For more than 500 years, the Alba family has formed part of the most important aristocratic lineages in Europe. In celebration of the Meadows Museum’s 50th anniversary, they are graciously allowing more than 130 works from their private collection to leave Spain for the very first time. This exhibition presents paintings by masters such as Titian, Goya, Rubens, Rembrandt, Ingres, and Renoir; 16th-century tapestries by Willem de Pannemaker; decorative arts from the court of Emperor Napoleon III; illuminated manuscripts; miniatures; antiquities; prints; sculpture; drawings; the first bible translated from Hebrew into Spanish; and historic documents such as the papers of Christopher Columbus.
About the exhibition
Treasures from the House of Alba will be organized according to seven periods of Alba family history, collecting, and patronage from the 15th to the 20th century. The exhibition begins with the dynasty’s origins in the mid-15th century and rising influence under the 3rd Duke of Alba, Don Fernando Alvarez de Toledo, a prominent courtier in the service of the Spanish monarchy in the 16th century. This will be followed by an exploration of the family’s close ties to the Marquis of Carpio, Europe’s greatest art collector of the 17th century, from whom the Duchy of Alba received important holdings of Renaissance and Baroque paintings, and to the Duques of Veragua, from whom came the Christopher Columbus documents. The exhibition will also present a section devoted to Goya and his relationship with the Duchess Doña Teresa Cayetana, and will conclude with the extensive collecting activity of the current Duchess and her father since the beginni ng of the 20th century, which includes the acquisition of works by such artists as Peter Paul Rubens, Joshua Reynolds, Pierre-Auguste Renoir, and Pablo Picasso, among others.

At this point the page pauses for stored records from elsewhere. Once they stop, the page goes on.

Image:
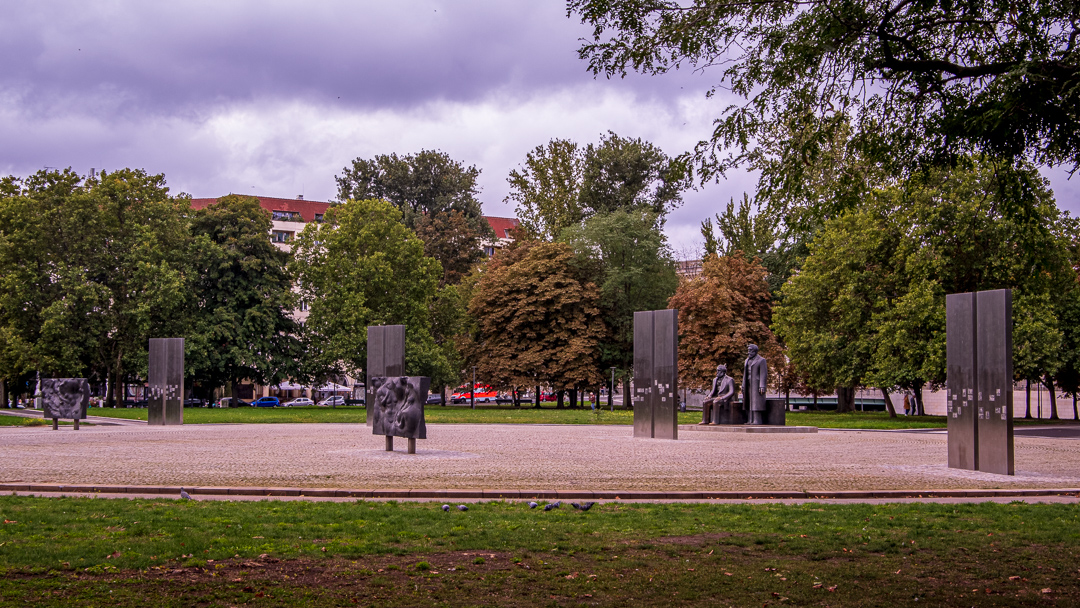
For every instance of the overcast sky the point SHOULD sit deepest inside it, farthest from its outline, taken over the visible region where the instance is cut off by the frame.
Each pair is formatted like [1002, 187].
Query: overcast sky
[275, 97]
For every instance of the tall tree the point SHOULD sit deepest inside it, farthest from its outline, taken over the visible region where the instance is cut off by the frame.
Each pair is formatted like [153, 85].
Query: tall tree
[243, 328]
[922, 81]
[562, 184]
[91, 270]
[363, 267]
[719, 313]
[537, 319]
[545, 189]
[621, 173]
[634, 270]
[436, 197]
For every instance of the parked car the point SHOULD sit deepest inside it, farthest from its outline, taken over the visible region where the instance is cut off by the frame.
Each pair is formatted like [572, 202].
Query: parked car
[484, 393]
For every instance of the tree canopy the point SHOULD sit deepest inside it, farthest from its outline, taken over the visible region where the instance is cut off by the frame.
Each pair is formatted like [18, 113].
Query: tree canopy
[242, 323]
[562, 184]
[363, 267]
[436, 197]
[537, 319]
[919, 81]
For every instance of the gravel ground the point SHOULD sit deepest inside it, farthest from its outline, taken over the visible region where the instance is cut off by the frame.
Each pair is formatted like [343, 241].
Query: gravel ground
[512, 457]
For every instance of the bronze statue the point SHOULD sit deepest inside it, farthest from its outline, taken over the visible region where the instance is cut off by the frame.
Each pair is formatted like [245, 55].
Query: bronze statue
[724, 388]
[755, 378]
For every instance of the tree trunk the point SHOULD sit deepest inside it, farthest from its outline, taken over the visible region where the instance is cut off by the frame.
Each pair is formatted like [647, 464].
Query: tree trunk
[845, 403]
[888, 403]
[1027, 399]
[1049, 382]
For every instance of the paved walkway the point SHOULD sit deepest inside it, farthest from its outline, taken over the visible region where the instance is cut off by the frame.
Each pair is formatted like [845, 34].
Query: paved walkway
[511, 457]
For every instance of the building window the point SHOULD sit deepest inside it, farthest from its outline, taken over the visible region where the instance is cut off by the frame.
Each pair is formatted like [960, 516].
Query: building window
[286, 216]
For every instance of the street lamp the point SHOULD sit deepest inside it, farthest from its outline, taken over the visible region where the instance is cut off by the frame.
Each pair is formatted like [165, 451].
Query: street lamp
[472, 391]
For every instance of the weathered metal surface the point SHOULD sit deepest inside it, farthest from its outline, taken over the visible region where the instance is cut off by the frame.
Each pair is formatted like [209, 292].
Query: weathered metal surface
[665, 374]
[656, 374]
[65, 397]
[994, 381]
[642, 396]
[960, 352]
[165, 390]
[386, 357]
[397, 408]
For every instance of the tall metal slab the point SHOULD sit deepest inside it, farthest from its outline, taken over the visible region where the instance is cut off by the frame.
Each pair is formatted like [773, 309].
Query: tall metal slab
[165, 399]
[656, 374]
[643, 374]
[961, 380]
[665, 374]
[994, 381]
[386, 357]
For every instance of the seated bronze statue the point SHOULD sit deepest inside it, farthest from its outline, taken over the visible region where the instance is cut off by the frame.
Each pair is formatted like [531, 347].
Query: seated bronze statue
[719, 397]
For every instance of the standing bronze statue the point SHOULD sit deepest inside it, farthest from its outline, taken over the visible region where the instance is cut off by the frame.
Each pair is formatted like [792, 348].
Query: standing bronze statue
[755, 378]
[719, 397]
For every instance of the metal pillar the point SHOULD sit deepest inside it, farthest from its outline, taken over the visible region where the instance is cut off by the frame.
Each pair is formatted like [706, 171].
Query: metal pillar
[165, 401]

Treasures from the House of Alba will be accompanied by a fully-illustrated catalogue, which will include in-depth information about the collection and its history, and will lay groundwork for future research on the works included in the exhibition, as well as the collection as a whole. The catalogue will be edited by Fernando Checa Cremades and will include studies of the Alba family’s three main palaces, as well as new photography of the buildings and their current décor and gardens.